Starbucks (NASDAQ:SBUX) stock was trading about 1.5% higher in the pre-market session following Barclays’ upgrade.
Starbucks stock rose due to Barclays’ upgrade
Analyst Jeffery Bernstein upgraded Starbucks stock to “overweight” from “equal weight.” The analyst increased the target price to $107. Notably, the new target price represents an upside of about 20% based on its closing price of $88.88 on Wednesday.
On Tuesday, Evercore ISI increased its target price on Starbucks stock to $95 from $94. Meanwhile, in December 2019, J.P. Morgan upgraded the stock from “neutral” to “overweight.”

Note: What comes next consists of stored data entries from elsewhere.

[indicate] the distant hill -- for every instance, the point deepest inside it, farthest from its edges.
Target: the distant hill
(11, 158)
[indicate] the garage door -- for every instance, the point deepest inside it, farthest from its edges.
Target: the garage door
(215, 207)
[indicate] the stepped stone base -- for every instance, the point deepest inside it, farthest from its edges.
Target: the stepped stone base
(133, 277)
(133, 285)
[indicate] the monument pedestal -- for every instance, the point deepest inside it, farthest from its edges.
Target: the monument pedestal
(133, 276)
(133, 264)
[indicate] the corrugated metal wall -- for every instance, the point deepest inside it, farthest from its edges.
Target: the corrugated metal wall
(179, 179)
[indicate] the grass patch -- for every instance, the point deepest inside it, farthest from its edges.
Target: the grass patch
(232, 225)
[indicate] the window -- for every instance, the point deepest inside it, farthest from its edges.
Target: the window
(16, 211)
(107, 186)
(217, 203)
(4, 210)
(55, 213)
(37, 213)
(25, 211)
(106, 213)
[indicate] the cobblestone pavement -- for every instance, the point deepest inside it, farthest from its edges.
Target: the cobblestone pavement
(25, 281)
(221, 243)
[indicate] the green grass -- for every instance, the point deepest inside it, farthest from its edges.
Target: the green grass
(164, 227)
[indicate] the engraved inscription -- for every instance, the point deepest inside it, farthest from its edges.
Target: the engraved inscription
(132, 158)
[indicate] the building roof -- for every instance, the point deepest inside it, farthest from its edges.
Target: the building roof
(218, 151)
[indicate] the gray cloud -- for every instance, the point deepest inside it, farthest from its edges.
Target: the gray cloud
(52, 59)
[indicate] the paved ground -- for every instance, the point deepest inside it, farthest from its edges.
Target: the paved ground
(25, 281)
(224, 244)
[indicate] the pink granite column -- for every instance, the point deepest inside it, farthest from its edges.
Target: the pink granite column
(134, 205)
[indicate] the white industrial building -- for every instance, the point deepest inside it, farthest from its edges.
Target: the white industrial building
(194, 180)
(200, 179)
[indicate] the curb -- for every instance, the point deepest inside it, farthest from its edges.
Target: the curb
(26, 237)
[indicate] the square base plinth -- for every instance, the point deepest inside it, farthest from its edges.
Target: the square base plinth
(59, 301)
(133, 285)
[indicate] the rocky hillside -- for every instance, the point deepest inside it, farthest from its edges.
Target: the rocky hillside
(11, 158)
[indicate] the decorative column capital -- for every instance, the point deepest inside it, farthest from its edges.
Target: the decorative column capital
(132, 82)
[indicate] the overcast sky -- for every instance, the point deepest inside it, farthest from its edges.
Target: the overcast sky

Recently, analysts’ activity indicates that Starbucks stock could continue to grow in 2020. The stock increased by 36.5% in 2019 and outgrew its peers. The company had a strong performance across each of its business segments. Starbucks continues to post healthy comps growth in the US. Meanwhile, the company’s strong business in China is contributing to its growth.
In comparison, McDonald’s (NYSE:MCD), Yum! Brands (NYSE:YUM), and Dunkin Brands (NASDAQ:DNKN) shares lagged Starbucks and underperformed the broader markets. McDonald’s and Yum! Brands stock rose 11.3% and 9.6% in 2019. Meanwhile, Dunkin Brands stock increased by 17.8%.
We think that Starbucks could continue to post healthy comps growth. However, moderation in the EPS growth could restrict the upside in the stock.
Sustained growth in key markets
We expect Starbucks to continue to post strong comps growth, which reflects continued momentum in two of its key growth markets—the US and China. In fiscal 2019, the company’s comps rose 5% in the US and 4% in China. The comps increased by 6% in the US during the fourth quarter, while China registered a 5% growth.
We think that higher transactions and the ticket size could continue to drive Starbucks’s comparable-store sales in fiscal 2020. Expanded digital offerings, innovation, a strong product lineup, and the reward program will likely boost the company’s traffic and transactions.
Besides higher comps, the unit growth will likely support Starbucks’s top line in fiscal 2020. The company expects to open 2,000 new stores in fiscal 2020. Notably, the company plans to open about 600 stores in the Americas and nearly 1,400 stores internationally with mid-teens growth in China.
Margin expansion to boost earnings
Starbucks expects its margins to improve modestly in fiscal 2020. The company’s adjusted operating margin fell by 80 basis points in fiscal 2019. However, higher and favorable cost trends will likely drive the company’s margins in 2020.
Management expects sales leverage and cost-savings in supply-chain and overhead efficiencies to drive the margins higher. Favorable green coffee prices will likely support Starbucks’s margins and EPS.
Analysts’ ratings and target price for Starbucks stock
Most of the analysts covering Starbucks stock maintain a “neutral” outlook. Higher investments and a considerable increase in interest expenses could restrict the EPS growth rate.
Starbucks expects the interest expenses to be $415 million–$425 million in fiscal 2020, which is well above $330 million in fiscal 2019. A higher effective tax rate could play spoilsport. Starbucks projects an adjusted effective tax rate of 22%–24% in fiscal 2020 compared to 19.4% in fiscal 2019.
Analysts project high-single-digit EPS growth for Starbucks in 2020. The projection reflects a sequential moderation in the growth rate, which could limit the upside in the stock.
Among the 32 analysts covering Starbucks stock, 17 recommend a “hold,” 14 recommend a “buy,” and one recommends a “sell.” Analysts’ target price of $95.48 indicates an upside of 7.4% based on its closing price of $88.88 on Wednesday.